Después del 27S volví a criticar a CDC al constatar que lo que había fallado era, precisamente, la ampliación de la base soberanista entre los sectores moderados. La nueva obsesión de CDC consistió en querer negociar con la CUP algo que era imposible ante, primero, la manifiesta deslealtad de ERC y algunos independientes integrados en Junts pel Sí y, segundo, por el dogmatismo de una extrema izquierda autoritaria que persigue desvencijar al adversario que considera su enemigo.
«El que con niños se acuesta, mojado amanece», reza el dicho. O cagado, que es peor. El problema, por consiguiente, no es de los niños —digamos la CUP o ERC— sino de quien decide acostarse con ellos.
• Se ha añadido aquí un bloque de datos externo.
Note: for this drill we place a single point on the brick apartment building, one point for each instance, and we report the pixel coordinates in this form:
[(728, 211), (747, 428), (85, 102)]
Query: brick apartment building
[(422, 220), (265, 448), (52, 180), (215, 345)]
No poner límites a una relación, a veces imposible, o diluir los objetivos estratégicos con un tacticismo atroz, da pie a todo tipo de especulaciones y la principal es que quien así actúa es porque quiere beneficiarse de los demás para esconder su ineficacia.
No sé si ustedes se acordarán del título de una historieta de Mortadelo y Fielmón publicada por Francisco Ibáñez en 1970 y que contaba cómo una banda de ladrones intentaba huir a bordo del transatlántico Ile du Soria.
Mortadelo y Filemón se embarcaban también en ese transatlántico para intentar recuperar los planos robados. Lo que ellos no sabían es que los planos habían sido escondidos en el cuerno de un enorme toro bravo que les daría problemas durante toda la aventura y le sirvió a Ibáñez para mostrar la decadencia de ciertos sectores sociales.
Valor y… ¡al toro!, se tituló el libro resultante. Pues eso: mucho valor para tomar las decisiones que deberían haberse tomado antes. Y a los cínicos… ¡Que les den!